Inside what initially seems like a well-appointed quilt shop with bolts of fabrics and quilt-making equipment are a few rooms devoted to the museum-quality display of quilts.
It’s there that, on April 21, a nine-quilt exhibit created 30 years ago will go on display.
“So this exhibit is the 30th anniversary of this 1995 project that was done by the Japanese American women,” said Pati Sauter, a board member of the Japanese American Resource Center of Colorado.
The exhibit is entitled “The Colorado Japanese American Women’s Quilt Project.” It consists of nine quilts, each with eight panels that tell personal stories. The quilts they made were initially shown at the Arvada Center for the Arts and Humanities in 1995 and have been in storage ever since.
Each quilt was created as a way to memorialize and record “memories of the evacuations, incarcerations, and restrictions surrounding WWII,” according to the booklet that accompanies the exhibit, which opens on Monday and will have a reception next Friday.
Well-cared for since 1995, the nine quilts are all rectangular, about two feet by three feet in size, and they contain eight panels, each about seven inches square, each created by a different person — over 80 of the quilters were women, and one man. The quilters are from Colorado, Nebraska and Wyoming.
What makes the quilts different from decorative quilts with starbursts or other designs is that each panel on the quilt tells a story. Each square on the sample Sauter showed had a crest that was used to identify the family.

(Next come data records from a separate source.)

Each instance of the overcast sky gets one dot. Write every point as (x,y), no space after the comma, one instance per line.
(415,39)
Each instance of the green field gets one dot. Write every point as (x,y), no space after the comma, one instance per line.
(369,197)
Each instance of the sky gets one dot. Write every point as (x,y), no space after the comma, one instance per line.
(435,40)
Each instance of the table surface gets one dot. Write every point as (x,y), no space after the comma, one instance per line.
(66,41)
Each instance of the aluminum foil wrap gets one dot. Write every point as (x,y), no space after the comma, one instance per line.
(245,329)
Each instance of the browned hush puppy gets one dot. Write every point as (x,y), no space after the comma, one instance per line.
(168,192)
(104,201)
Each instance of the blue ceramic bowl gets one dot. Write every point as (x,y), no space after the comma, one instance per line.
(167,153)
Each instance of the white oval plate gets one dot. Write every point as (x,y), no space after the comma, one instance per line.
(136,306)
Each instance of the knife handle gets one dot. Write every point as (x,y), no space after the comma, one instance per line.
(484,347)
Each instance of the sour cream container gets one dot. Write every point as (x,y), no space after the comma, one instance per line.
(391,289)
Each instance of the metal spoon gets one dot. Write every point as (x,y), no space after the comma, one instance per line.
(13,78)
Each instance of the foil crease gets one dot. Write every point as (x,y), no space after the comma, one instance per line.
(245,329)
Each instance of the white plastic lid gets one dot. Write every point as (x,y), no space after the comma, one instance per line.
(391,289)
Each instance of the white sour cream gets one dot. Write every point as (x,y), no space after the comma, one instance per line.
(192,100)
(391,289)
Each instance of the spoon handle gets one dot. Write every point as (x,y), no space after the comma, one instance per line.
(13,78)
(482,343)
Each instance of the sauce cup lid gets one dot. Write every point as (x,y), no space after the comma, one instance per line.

One family crest panel is stitched onto dark blue fabric, into what looks like blue origami cranes with Japanese stitching.
”It’s called Sashiko – it means little stabs in Japanese,” Sauter said of the technique in which each stitch is placed in an identical way to the other, with a short length of thread. Another panel has two very small photos that were silk-screened onto the fabric, and another is of lavender flowers on a peach-toned background.
“They encouraged all of the quilters to tell their family stories, or if they just made it a very kind of diverse theme ... it's storytelling,” said Millie King, another JARCC board member. “Each of the blocks tells a story about their families or a story about an experience, memory that they had, experience of their businesses that they started when they came to Colorado. Some are mementos of gratitude to the older generation, just thanking them for their perseverance through camp and all that kind of stuff.”
The organizers of the exhibit aren’t the only ones focusing on it. Gov. Jared Polis also weighed in with a letter that said: “Your accomplishment of having 9 storytelling quilts showcasing family experiences of 84 women and 1 gentlemen from CO, NE and WY is incredibly admirable, along with JARCC’s mission to preserve, celebrate and share the Japanese and Japanese American experience in Colorado.”
The exhibit will be up until the middle of July, according to Shirley Esher, the exhibits coordinator for the museum.